One of the classic signs that the credit cycle is nearing the end is that borrowers that shouldn’t be getting financed not only get funded, but get it at terms that seem crazy. I’ve recently written about the silly things happening in global high yield debt, Chinese debt and the global attitude to sovereign debt. Continuing this theme are recent examples of emerging market sovereign debt; Greece, Argentina and Iraq. Each of these shouldn’t have been funded, but the desperation for yield saw all three get funded on terms that seem crazy. Here’s the detail on each.
In considering emerging market debt, investors have to be careful to consider each country on its own merits. In the examples of Argentina, Greece and Iraq, bond buyers have suspended sceptical analysis. They’ve banked the equity case, hoping for a substantial change from historical precedents, even though they won’t get a share of the upside if the rosy scenario occurs.

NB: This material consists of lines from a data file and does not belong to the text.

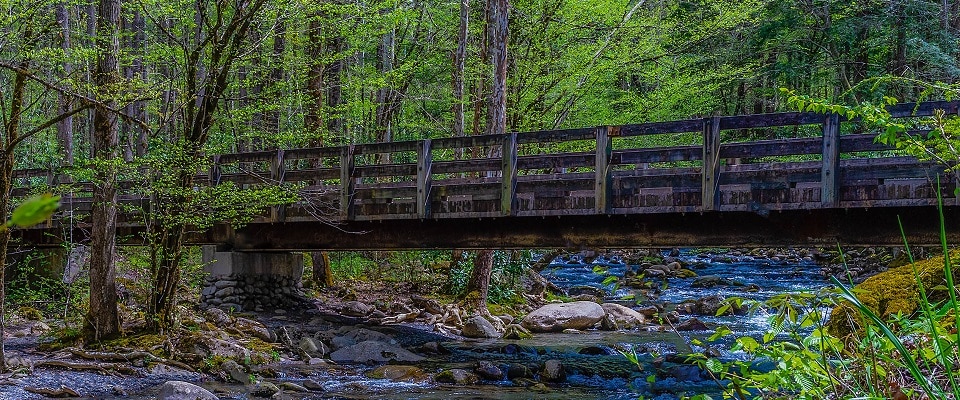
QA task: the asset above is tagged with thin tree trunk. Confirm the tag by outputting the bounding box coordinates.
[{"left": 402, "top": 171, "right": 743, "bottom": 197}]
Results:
[
  {"left": 130, "top": 10, "right": 150, "bottom": 157},
  {"left": 264, "top": 19, "right": 287, "bottom": 136},
  {"left": 451, "top": 0, "right": 470, "bottom": 160},
  {"left": 56, "top": 3, "right": 73, "bottom": 166},
  {"left": 463, "top": 0, "right": 510, "bottom": 315},
  {"left": 86, "top": 0, "right": 120, "bottom": 341},
  {"left": 0, "top": 65, "right": 27, "bottom": 372},
  {"left": 463, "top": 250, "right": 493, "bottom": 314},
  {"left": 310, "top": 251, "right": 333, "bottom": 288}
]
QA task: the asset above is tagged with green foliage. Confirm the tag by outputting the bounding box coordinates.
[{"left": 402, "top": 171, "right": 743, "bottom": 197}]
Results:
[{"left": 7, "top": 193, "right": 60, "bottom": 228}]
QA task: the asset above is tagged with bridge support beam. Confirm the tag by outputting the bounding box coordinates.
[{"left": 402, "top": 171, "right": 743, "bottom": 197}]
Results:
[{"left": 200, "top": 246, "right": 303, "bottom": 311}]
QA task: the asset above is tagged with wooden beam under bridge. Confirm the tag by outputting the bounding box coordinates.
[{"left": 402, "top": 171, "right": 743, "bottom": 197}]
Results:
[{"left": 192, "top": 207, "right": 960, "bottom": 251}]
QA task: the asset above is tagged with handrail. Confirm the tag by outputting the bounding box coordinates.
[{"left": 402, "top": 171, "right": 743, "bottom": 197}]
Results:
[{"left": 14, "top": 101, "right": 960, "bottom": 221}]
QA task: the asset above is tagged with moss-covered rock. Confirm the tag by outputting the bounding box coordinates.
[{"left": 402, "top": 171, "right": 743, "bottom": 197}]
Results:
[{"left": 827, "top": 252, "right": 960, "bottom": 337}]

The examples aren’t unusual; as shown in the graph below from Bloomberg Belarus, Mongolia and Ukraine are all CCC+ rated but have bonds yielding less than 6%.
These examples point to the greater fool theory playing out in many credit markets. We’ve now reached the point in the credit cycle where further gains seem dependent upon more dumb money arriving and pushing spreads even tighter.
How much longer can this farce continued?